Tarif per-token Gemini 3.5 Flash
Flash memakai model bayar-sesuai-pakai. Anda membayar token input dan token output secara terpisah.
| Tingkat | Input ($/1 juta) | Output ($/1 juta) |
|---|---|---|
| Standar | ~$1.50 | ~$9.00 |
| Input cache | diskon | t/a |
| Batch asinkron | ~$0.75 | ~$4.50 |
Dua aturan praktis:
- Token bukan kata. Perkiraan kasar: 1.000 token ≈ 750 kata bahasa Inggris.
- Output jauh lebih mahal daripada input. Respons panjang akan menaikkan biaya lebih cepat daripada prompt panjang. Jika memungkinkan, gunakan output terstruktur seperti JSON agar model menulis lebih sedikit.
Rumus dasar:
biaya_input = jumlah_request × token_input_per_request × harga_input_per_1juta / 1_000_000
biaya_output = jumlah_request × token_output_per_request × harga_output_per_1juta / 1_000_000
total = biaya_input + biaya_output
Contoh JavaScript sederhana:
function estimateGeminiCost({
requests,
inputTokens,
outputTokens,
inputPrice = 1.5,
outputPrice = 9.0,
}) {
const inputCost = (requests * inputTokens * inputPrice) / 1_000_000;
const outputCost = (requests * outputTokens * outputPrice) / 1_000_000;
return {
inputCost,
outputCost,
totalCost: inputCost + outputCost,
};
}
console.log(
estimateGeminiCost({
requests: 10_000,
inputTokens: 200,
outputTokens: 400,
})
);
Untuk latar belakang mode batch Gemini, lihat Mode batch API Gemini hadir dan 50% lebih murah.
Tingkat gratis: apa yang bisa Anda pakai tanpa membayar
Tingkat gratis AI Studio tersedia untuk Flash sejak hari pertama.

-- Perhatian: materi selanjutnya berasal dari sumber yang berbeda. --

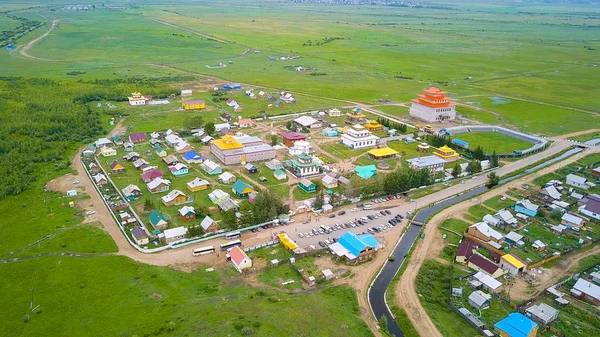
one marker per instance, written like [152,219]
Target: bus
[230,244]
[233,235]
[203,250]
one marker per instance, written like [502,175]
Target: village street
[431,246]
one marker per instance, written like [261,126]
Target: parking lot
[323,228]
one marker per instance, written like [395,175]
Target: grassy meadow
[365,53]
[141,300]
[493,141]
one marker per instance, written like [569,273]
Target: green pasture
[493,141]
[380,52]
[276,275]
[78,296]
[585,138]
[539,118]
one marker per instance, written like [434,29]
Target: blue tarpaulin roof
[460,142]
[366,172]
[191,155]
[516,325]
[356,244]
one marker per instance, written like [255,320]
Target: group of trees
[402,128]
[41,120]
[267,206]
[39,123]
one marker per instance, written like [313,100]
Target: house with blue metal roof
[366,172]
[460,143]
[191,157]
[516,325]
[355,248]
[526,207]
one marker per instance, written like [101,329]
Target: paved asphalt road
[382,281]
[432,198]
[349,216]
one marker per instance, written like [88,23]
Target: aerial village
[169,188]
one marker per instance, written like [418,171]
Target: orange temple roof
[434,98]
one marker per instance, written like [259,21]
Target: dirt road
[25,49]
[431,246]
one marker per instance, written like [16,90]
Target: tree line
[40,121]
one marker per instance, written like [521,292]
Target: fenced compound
[539,143]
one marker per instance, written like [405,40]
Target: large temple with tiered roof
[433,106]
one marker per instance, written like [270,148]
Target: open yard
[341,151]
[493,141]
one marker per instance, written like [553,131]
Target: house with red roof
[480,263]
[239,259]
[137,137]
[150,175]
[464,251]
[291,137]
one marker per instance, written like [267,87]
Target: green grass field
[383,53]
[78,296]
[493,141]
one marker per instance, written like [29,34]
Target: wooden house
[187,213]
[116,167]
[174,198]
[158,185]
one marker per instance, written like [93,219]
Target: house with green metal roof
[160,152]
[241,189]
[307,186]
[366,172]
[279,174]
[302,166]
[90,150]
[158,220]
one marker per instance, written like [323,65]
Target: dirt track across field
[192,31]
[431,246]
[25,49]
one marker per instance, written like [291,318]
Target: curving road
[378,288]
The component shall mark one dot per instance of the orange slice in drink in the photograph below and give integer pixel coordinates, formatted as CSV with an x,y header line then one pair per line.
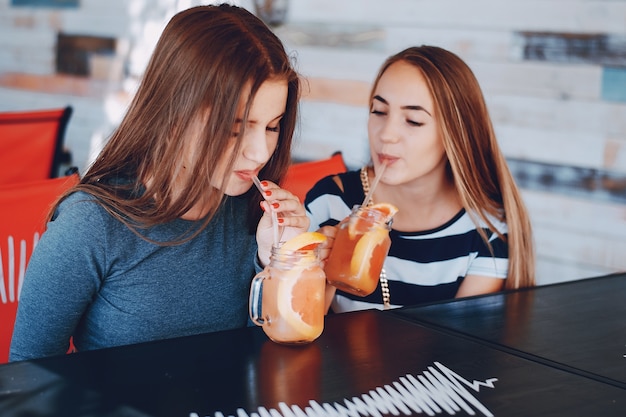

Batas saat peluncuran:
- 1.500 permintaan per hari
- 1 juta token per menit
- 15 permintaan per menit
Ini cukup untuk:
- proyek sampingan,
- prototipe internal,
- otomatisasi skala kecil,
- pengujian integrasi awal.
Jika beban kerja Anda masih di bawah 1.500 panggilan per hari, biaya API Anda tetap $0.
Detail penting:
- Tidak perlu kartu kredit.
- Model
gemini-3.5-flashsama dengan endpoint berbayar. - Pola SDK sama; yang berbeda hanya kunci dan kuota.

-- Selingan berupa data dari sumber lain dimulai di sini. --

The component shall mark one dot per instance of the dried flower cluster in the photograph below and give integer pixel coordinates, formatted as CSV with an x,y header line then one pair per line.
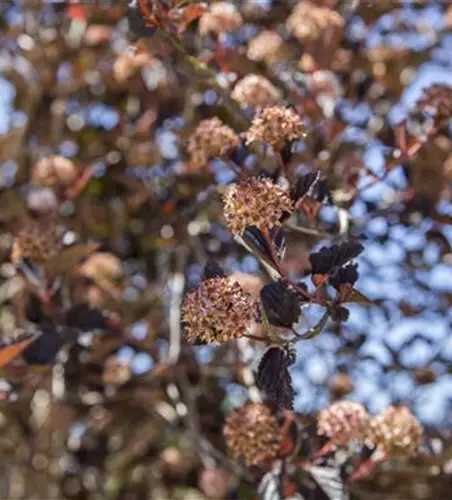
x,y
396,431
222,17
275,126
103,268
211,138
344,421
38,241
255,202
437,99
308,21
55,170
265,47
255,91
251,433
217,310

- Prompt dapat digunakan untuk meningkatkan model Google, kecuali Anda keluar melalui pengaturan AI Studio.
- Kuota dapat berubah, jadi jangan mendesain sistem produksi berdasarkan angka gratis saat peluncuran.
Panduan terkait:
Mode batch: diskon 50% untuk pekerjaan non-real-time
Jika aplikasi Anda tidak membutuhkan respons langsung, mode batch bisa memangkas biaya Flash sekitar 50%.
Alurnya:
- Kumpulkan prompt dalam batch.
- Kirim tugas batch, hingga 50.000 prompt sekaligus.
- Google memprosesnya dalam waktu 24 jam.
- Anda membayar sekitar 50% lebih rendah untuk token input dan output.
Gunakan mode batch untuk:
- analisis dokumen massal,
- triase tiket dukungan,
- moderasi konten,
- pembuatan konten semalam,
- pemrosesan ulang data historis,
- pipeline migrasi.
Jangan gunakan mode batch untuk:
- UI chat interaktif,
- agen yang harus merespons pengguna secara langsung,
- fitur real-time yang menghadap pengguna.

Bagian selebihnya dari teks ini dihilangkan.